He is a Managing Director of E.M Warburg, Pincus & Co., LLC. Mr. Gross has been
with that firm since July 1987 and has been a Managing Director since January
1993. He is also a director of BEA Systems, Inc., a software provider; TSI
International, Ltd., a provider of software and related services; and several
privately-held companies.
 
     William H. Janeway, age 55, became a director of the Company in June 1994.

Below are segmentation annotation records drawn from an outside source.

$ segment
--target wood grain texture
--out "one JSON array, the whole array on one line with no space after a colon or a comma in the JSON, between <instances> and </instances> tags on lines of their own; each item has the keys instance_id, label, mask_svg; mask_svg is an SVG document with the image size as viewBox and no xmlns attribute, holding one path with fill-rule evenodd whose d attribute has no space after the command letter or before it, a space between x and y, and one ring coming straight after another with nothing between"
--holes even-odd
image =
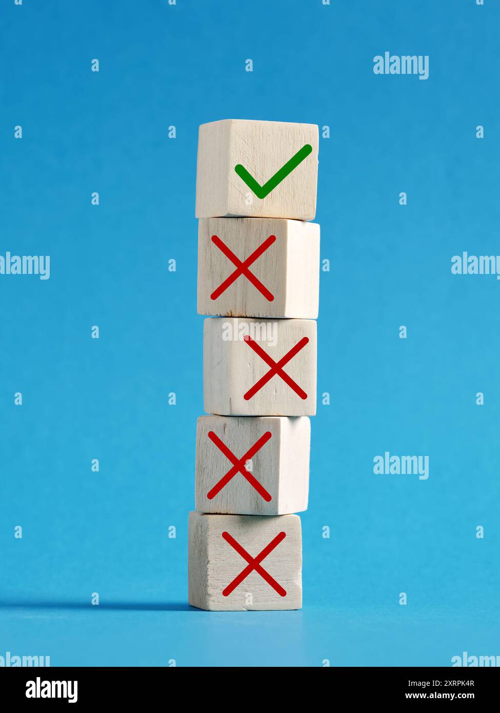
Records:
<instances>
[{"instance_id":1,"label":"wood grain texture","mask_svg":"<svg viewBox=\"0 0 500 713\"><path fill-rule=\"evenodd\" d=\"M278 374L251 399L244 398L270 371L265 361L243 340L245 334L275 362L307 338L307 344L283 366L307 398L301 398ZM316 358L314 320L208 317L203 324L205 411L223 416L314 416Z\"/></svg>"},{"instance_id":2,"label":"wood grain texture","mask_svg":"<svg viewBox=\"0 0 500 713\"><path fill-rule=\"evenodd\" d=\"M189 513L189 603L213 611L300 609L302 606L302 529L297 515L260 517ZM248 562L223 537L229 535L252 557L280 533L285 538L261 563L286 593L282 596L255 572L234 590L223 592Z\"/></svg>"},{"instance_id":3,"label":"wood grain texture","mask_svg":"<svg viewBox=\"0 0 500 713\"><path fill-rule=\"evenodd\" d=\"M213 489L233 463L210 439L209 433L215 434L238 459L259 439L271 434L257 453L247 459L246 465L267 496L262 496L239 471L213 494ZM196 429L196 510L270 515L306 510L310 440L311 426L307 416L200 416ZM269 496L271 499L267 501Z\"/></svg>"},{"instance_id":4,"label":"wood grain texture","mask_svg":"<svg viewBox=\"0 0 500 713\"><path fill-rule=\"evenodd\" d=\"M217 236L243 262L274 236L248 269L270 293L240 275L212 295L237 269ZM198 227L198 312L228 317L315 319L320 292L320 226L281 218L206 218ZM272 299L270 299L272 297Z\"/></svg>"},{"instance_id":5,"label":"wood grain texture","mask_svg":"<svg viewBox=\"0 0 500 713\"><path fill-rule=\"evenodd\" d=\"M268 195L258 198L235 171L243 165L261 185L305 144L304 159ZM196 217L230 215L312 220L316 214L315 124L225 119L202 124L198 137Z\"/></svg>"}]
</instances>

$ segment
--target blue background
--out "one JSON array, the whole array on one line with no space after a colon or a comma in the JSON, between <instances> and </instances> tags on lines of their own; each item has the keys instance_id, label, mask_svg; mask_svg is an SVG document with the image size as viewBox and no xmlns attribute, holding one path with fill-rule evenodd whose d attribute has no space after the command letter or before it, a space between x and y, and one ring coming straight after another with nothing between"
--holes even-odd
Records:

He has been a Managing Director and the head of the Venture Capital High
Technology Team of E.M. Warburg, Pincus & Co., LLC since 1988. Mr. Janeway is
also a director of BEA Systems, Inc., Indus International, Inc., Industri-
Matematik International Corp., and VERITAS Software Corporation, software
companies; and several private companies.
 
     John R. Oltman, age 53, became a director of the Company in June 1996. He
was Chairman and Chief Executive Officer of SHL Systemhouse, Inc., a provider of
client/server consulting, systems integration, and technology outsourcing, from
1991 to 1995. Mr. Oltman was Managing Partner (System Integration and
Outsourcing) for Andersen Consulting, Inc. from 1988 to 1991. He is also a
director of IA Corporation, an application software company.
 
                                        2
<PAGE>   5
 
     William Y. Tauscher, age 48, became Chairman of the Board of the Company in
September 1987 and Chief Executive Officer in September 1988. He was President
from September 1988 to July 1995. Prior to September 1988, Mr. Tauscher was
Chairman of the Board, President and Chief Executive Officer of FoxMeyer
Corporation, a wholesale pharmaceutical distributor and franchisor which he
co-founded in 1978 and a subsidiary of National Intergroup, Inc., a diversified
holding corporation. He is also a director of Safeway Inc., a food and drug
chain.
 
     John L. Vogelstein, age 63, became a director of the Company in January
1991. He has been President of E.M. Warburg, Pincus & Co., LLC or its
predecessor since 1980 and Vice Chairman since 1982, and a Partner of Warburg,
Pincus & Co. since 1971. Mr. Vogelstein is also a director of ADVO, Inc., a
direct mail marketing company; Golden Books Family Entertainment Inc., a
retailer and publisher of children's books; Journal Register Company, a
newspaper publisher; Mattel; and several private companies.
 
     Josh S. Weston, age 69, became a director of the Company in June 1996. He
is Honorary Chairman of Automatic Data Processing, Inc., a computer services
company ("ADP"). Mr. Weston served as Chairman of ADP from 1986 to 1998 and as
Chief Executive Officer from 1982 to 1996. Mr. Weston is also a director of
Public Service Enterprise Group Inc., an electric and gas utility company;
Olsten Corp., a provider of home health care and temporary staffing services;
and Shared Medical Systems, a provider of health information services.
 
                      MEETINGS OF THE BOARD AND COMMITTEES
 
     The Board of Directors has established five committees. The Executive
Committee is comprised of the Chairman of the Board and the chairmen of each of
the Audit, Compensation and Stock Option, and Finance Committees (currently
Messrs. Tauscher, Oltman, Janeway, and Weston, respectively). The Executive
Committee serves primarily as an advisory committee to the Company's management
and Board of Directors. The Audit Committee is currently comprised of John
Oltman and Stephen Fillo. Mr. Fillo is currently a director but is not standing
for re-election. The Audit Committee annually recommends to the Board the firm
to be engaged as independent auditors for the Company; reviews the Company's
internal accounting procedures and controls; generally oversees all matters
relating to auditing of the Company; reviews risks and contingent liabilities
affecting the Company; and reviews the Company's financial statements, related
press releases, and related disclosures in the Company's filings with the
Securities and Exchange Commission (the "SEC").
 
     The Compensation and Stock Option Committee (the "Compensation Committee")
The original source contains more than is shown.